During a pre-trial hearing in the case of Keonna Thomas, whom prosecutors have accused of attempting to join the Islamic State, defense attorneys suggested that their client may have been subject to surveillance by intelligence agencies. According to Thomas’ attorneys, the government has not been forthcoming about surveillance techniques, so they may seek a court order to compel the government to answer their questions.

The programs under which defense attorneys suggest Thomas was surveilled include Section 702 of the Foreign Intelligence Surveillance Act, as amended, and Executive Order 12333. Section 702 allows the government to collect communications in bulk as long as the targets are outside of the United States. However, the program’s wide sweep can pick up a large number of communications made by American citizens, without specific warrants.

According to John Napier Tye, who formerly ran the U.S. State Department’s internet freedom operations, the same potential for abuse exists with Executive Order 12333, which likewise permits “incidental” collection of U.S. communications and “does not require that the affected U.S. persons be suspected of wrongdoing and places no limits on the volume of communications by U.S. persons that may be collected and retained.”

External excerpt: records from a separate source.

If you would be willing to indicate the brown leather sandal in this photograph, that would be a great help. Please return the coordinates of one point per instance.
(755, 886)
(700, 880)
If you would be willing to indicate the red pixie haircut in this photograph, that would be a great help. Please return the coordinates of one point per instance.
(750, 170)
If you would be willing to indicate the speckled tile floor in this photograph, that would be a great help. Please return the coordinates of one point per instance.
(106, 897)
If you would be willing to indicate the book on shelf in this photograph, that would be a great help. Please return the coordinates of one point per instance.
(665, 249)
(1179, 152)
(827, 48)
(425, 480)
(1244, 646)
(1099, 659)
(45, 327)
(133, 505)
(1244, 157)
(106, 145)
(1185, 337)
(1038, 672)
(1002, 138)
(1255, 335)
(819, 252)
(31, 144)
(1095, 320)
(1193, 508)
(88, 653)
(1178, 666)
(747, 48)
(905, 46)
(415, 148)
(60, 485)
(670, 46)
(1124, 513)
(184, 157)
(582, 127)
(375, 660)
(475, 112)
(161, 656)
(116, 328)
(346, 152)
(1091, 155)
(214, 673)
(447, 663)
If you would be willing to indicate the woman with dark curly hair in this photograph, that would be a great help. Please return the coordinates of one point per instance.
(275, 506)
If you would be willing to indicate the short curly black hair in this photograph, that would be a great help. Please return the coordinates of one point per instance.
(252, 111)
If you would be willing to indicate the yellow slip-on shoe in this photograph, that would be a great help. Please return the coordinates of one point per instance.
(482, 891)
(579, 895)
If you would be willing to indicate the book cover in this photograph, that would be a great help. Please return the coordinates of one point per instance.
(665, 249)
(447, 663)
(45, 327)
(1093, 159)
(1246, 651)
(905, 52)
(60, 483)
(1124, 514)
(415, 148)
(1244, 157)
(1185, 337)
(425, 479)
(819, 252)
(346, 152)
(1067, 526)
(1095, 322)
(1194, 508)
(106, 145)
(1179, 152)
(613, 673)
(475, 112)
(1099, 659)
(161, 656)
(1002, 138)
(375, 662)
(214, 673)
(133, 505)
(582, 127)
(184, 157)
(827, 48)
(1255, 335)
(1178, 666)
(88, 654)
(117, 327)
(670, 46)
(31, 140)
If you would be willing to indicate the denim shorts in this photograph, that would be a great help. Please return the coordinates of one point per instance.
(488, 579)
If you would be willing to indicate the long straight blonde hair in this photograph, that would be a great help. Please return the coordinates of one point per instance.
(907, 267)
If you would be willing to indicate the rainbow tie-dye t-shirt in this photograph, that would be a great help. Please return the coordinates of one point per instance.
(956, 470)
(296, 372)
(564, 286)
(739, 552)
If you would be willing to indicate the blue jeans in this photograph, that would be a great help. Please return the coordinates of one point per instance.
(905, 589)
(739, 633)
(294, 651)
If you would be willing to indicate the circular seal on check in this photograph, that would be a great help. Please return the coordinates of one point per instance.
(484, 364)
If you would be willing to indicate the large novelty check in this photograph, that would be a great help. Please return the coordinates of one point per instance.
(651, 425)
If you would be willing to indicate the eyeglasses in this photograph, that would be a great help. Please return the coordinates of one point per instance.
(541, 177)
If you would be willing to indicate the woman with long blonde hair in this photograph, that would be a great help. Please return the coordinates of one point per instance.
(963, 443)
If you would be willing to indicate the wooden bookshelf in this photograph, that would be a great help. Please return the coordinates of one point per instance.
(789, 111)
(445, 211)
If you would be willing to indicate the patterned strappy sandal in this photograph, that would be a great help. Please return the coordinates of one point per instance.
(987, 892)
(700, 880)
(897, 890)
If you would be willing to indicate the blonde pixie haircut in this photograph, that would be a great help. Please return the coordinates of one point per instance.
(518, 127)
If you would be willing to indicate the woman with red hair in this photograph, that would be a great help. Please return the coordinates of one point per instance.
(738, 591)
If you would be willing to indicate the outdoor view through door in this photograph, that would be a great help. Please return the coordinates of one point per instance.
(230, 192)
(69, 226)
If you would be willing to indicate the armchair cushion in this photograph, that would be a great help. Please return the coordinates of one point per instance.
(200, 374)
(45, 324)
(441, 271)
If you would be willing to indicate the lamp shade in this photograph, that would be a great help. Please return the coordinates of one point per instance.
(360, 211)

Prosecutors, however, rebutted the defense team’s claims, arguing that the government had been fully forthcoming in turning over relevant material. Both sides agreed to take more time to resolve the issue privately before asking the court to rule in the matter.

During the same hearing, Judge Michael Baylson indicated he would deny a separate defense request for a more specific set of charges against Thomas. Defense attorneys argued that this step, known as a bill of particulars, was required by the broad scope of the law Thomas is accused of violating, but Baylson said he believed the defense was making arguments similar to those he rejected last December when he denied a motion to dismiss the case.

Baylson stated that the discovery turned over to Thomas negated any of those concerns, but gave defense attorneys an extra week to file new arguments supporting their request for additional information.

Jury selection in the case is scheduled to begin October 13th and the trial itself will begin on October 17th.